A common social norm, reciprocity implies our obligation to return favors done by others.

6. Principle of scarcity

You want what is in short supply. This desire increases as you anticipate the regret you might have if you lose by not acting fast enough.
(Note the text “Just for today”, this is a great example).

7. Sleeping Effect

Persuasive messages tend to decrease in persuasion over time, except for messages from low credibility sources. Messages that start with little persuasion gain persuasion as our minds slowly dissociate from the source of the material (i.e. a presumably sordid car salesman and his advice on which car is the best, for example).

8. Social influence

Others strongly influence us based on how we perceive our relationship with the influencer. For example, anything receives a better reception if on the web the testimonies and recommendations come from authorized sources, big brands or similar.
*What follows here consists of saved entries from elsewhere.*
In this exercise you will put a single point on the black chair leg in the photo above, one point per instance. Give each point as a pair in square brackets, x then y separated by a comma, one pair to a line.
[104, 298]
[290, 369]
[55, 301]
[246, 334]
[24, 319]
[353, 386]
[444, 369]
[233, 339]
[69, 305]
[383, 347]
9. Yale attitude change approach

This approach, based on several years of research at Yale University, found a number of factors in persuasive discourse, including being a credible and attractive speaker; when it is important to be the first or the last; and the ideal demography to target.

10. Final terms

Certain words have more power than others. This theory divides persuasive words into three categories:

  • Terms of God: those words that carry blessings or demand obedience / sacrifice, for example, progress, courage.
  • Devil terms : those terms that are despised and evoke disgust, for example, fascist, pedophile.
  • Charismatic terms : those terms that are intangible, less observable than the terms God or Devil, for example, freedom, contribution

Applying these 10 rules will positively modify the interaction you may have in any field, and will place all the points in your favor in any negotiation because it will show you your expert side and your knowledge in your area.